Applying Dynamic Embeddings in Natural Language Processing to track the Evolution of Tech Skills
YOW! Data 2020
Many data scientists are familiar with word embedding models such as word2vec, which capture semantic similarity of words in a large corpus. However, word embeddings are limited in their ability to interrogate a corpus alongside other context or over time. Moreover, word embedding models either need significant amounts of data, or tuning through transfer learning of a domain-specific vocabulary that is unique to most commercial applications.

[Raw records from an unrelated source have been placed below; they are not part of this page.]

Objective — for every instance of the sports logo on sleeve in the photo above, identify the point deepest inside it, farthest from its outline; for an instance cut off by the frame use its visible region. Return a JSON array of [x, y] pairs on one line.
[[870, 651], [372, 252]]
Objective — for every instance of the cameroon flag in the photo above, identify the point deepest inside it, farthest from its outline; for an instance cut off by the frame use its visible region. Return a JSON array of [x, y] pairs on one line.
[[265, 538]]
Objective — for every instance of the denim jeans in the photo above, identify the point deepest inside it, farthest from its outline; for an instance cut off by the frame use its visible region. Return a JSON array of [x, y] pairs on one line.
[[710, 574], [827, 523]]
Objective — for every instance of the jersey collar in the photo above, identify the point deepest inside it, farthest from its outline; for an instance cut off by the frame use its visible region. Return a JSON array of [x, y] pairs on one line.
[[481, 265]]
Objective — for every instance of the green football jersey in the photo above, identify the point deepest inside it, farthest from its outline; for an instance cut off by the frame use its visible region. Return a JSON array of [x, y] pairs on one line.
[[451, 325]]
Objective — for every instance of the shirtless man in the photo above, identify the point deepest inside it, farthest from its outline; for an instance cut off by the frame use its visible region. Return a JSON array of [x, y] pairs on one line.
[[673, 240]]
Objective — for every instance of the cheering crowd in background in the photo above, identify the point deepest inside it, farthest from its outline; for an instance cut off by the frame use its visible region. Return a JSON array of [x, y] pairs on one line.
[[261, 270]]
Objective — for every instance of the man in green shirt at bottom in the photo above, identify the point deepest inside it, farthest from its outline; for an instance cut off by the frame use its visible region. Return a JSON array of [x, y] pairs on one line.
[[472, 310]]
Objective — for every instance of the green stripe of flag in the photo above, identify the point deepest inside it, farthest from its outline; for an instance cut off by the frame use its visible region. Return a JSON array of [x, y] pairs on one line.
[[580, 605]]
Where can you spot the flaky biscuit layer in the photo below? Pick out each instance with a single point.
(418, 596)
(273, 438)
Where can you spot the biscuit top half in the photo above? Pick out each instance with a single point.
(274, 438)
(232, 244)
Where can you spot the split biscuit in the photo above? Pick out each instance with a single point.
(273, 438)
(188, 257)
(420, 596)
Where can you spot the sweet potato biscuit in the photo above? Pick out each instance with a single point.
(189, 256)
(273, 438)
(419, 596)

In this talk, I will introduce exponential family embeddings. Developed by Rudolph and Blei, these methods extend the idea of word embeddings to other types of high-dimensional data. I will demonstrate how they can be used to conduct advanced topic modeling on datasets that are medium-sized, which are specialized enough to require significant modifications of a word2vec model and contain more general data types (including categorical, count, continuous). I will discuss how my team implemented a dynamic embedding model using Tensor Flow and our proprietary corpus of job descriptions. Using both categorical and natural language data associated with jobs, we charted the development of different skill sets over the last few years. I will compare data science skill sets in US jobs vs Australian roles, specifically focusing on how tech and data science skill sets have developed, grown and pollinated other types of jobs over time.

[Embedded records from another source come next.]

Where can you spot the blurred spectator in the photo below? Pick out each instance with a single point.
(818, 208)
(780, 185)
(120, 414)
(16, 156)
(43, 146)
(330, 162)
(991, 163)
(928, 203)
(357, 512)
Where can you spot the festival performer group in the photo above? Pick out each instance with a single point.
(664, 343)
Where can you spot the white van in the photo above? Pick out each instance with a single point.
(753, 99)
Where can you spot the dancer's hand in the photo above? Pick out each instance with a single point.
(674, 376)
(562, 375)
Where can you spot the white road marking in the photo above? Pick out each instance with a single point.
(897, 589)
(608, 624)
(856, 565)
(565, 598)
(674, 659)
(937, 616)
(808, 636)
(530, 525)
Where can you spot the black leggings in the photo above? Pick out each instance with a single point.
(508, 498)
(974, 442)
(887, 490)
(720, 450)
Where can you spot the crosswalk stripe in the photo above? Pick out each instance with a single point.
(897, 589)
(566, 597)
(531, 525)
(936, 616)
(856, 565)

Maryam runs research at TapRecruit, a startup that is building software tools to implement evidence-based talent management. TapRecruit’s research program integrate recent advances in NLP, data science and decision science to identify robust methods to reduce bias in talent decision-making and attract more qualified and diverse candidate pools. In a past life, Maryam was a cancer biologist and a data journalist. She holds a PhD from the Icahn School of Medicine at Mount Sinai.